Wednesday, February 1, 2012

Save the Earth a Little Everyday

Look in your garbage can. Go ahead do it... is it yucky and smelly? Would you want to stick your hand in it? What if your ring dropped in? 
While you are looking ,look at all the food that is in this pail. This 'garbage' is potentially gold for your garden and yard. With a small effort your garbage cans would be cleaner, and your gardens healthier. With a giant bonus of feeding the Earth.
Does this look familiar? What do you do with these at your house? Mine,shown here, are in a gallon ice cream tub that we keep near the kitchen sink. All plates are scraped and any old stuff from the frig. goes in the bucket. Unfortunately sometimes more than once. The waste  is  then covered by leaves or grass clippings. Threw those into the landfill too? Well, don't. You are going to need them. Some towns have laws now that you can't put yard waste in the landfill.
This is a compost pile that will give you back a healthy garden. It will feed the birds, worms and squirrels. In our neck of the woods, it even feeds the box turtles! This is a component to a healthy backyard habitat. Did you ever think about how the forest is not piled high with leaves? In  nature these things break down and feed the very plants that dropped them. Pretty wonderful scheme, now if we could just take a lesson from nature.

Earth knows no desolation.
She smells regeneration in the moist breath of decay.
-   George Meredith

Still not sure are you? OK, I know, what about the other animals...rats! This is a myth designed by those  too lazy to do a minimal care of the pile. First, do not put meat into your pile. This can be done but not when you are new to composting. Keep the food waste covered by leaves or grass clippings. The compost pile should be damp, not too wet nor too dry. Get the kids involved. This experience is a life changing exercise. They will see the cycle of life in it's entirety. 
Ahhh, getting it? For the kids, this is a year long study that can touch on all subjects. 
  • Writing - poems about the compost or a journal on it's activity,bugs or wildlife
  • Science - this can involve temperature if you get a long compost thermometer or go by feel, besides all the obvious topics
  • Recycling
  • Math - weigh your garbage can before you start this then weigh it after , week one two etc., note differences in weight, smell and extrapolate for your street and town
  • Reading - there are many site and books on this topic, let the kids do the research.
  • Why does the compost pile break down but the landfill not?
  • Wildlife count- here too do a before and after. (we have more hawks now because of the increase of small wildlife!)
 
AttributionNo Derivative Works Some rights reserved by Liz Henry    
Remember kids LOVE to get dirty and love to hold  worms! This will be a great project for the whole family that let's them get to do both in the name of education. What could be better? How about a great garden?

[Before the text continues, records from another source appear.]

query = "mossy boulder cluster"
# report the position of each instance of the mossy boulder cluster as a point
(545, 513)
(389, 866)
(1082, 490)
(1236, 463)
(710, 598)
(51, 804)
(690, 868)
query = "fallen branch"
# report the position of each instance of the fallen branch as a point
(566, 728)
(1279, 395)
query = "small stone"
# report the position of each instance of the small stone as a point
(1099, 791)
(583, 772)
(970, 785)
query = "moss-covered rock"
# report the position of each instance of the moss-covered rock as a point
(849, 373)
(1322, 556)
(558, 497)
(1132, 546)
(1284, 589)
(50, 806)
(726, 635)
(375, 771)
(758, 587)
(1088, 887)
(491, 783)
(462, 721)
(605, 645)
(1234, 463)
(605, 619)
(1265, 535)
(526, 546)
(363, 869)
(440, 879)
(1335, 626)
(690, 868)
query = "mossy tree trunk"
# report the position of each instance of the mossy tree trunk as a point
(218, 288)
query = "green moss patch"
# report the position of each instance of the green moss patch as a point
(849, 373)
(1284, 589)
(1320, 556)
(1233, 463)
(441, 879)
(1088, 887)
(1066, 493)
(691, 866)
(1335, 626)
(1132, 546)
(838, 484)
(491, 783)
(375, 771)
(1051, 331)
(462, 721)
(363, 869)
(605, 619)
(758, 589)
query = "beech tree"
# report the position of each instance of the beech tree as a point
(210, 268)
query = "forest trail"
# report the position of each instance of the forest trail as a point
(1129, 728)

Take care, learn more and you will!

The main characteristic of Nature's farming can therefore be summed up in a few words.  Mother earth never attempts to farm without live stock;
she always raises mixed crops; great pains are taken to preserve the soil and to prevent erosion; the mixed vegetable and animal wastes are converted
into humus; there is no waste; the processes of growth and the processes of decay balance one another; ample provision is made to maintain large reserves of fertility; the greatest care is taken to store the rainfall;both
plants and animals are left to protect themselves against disease.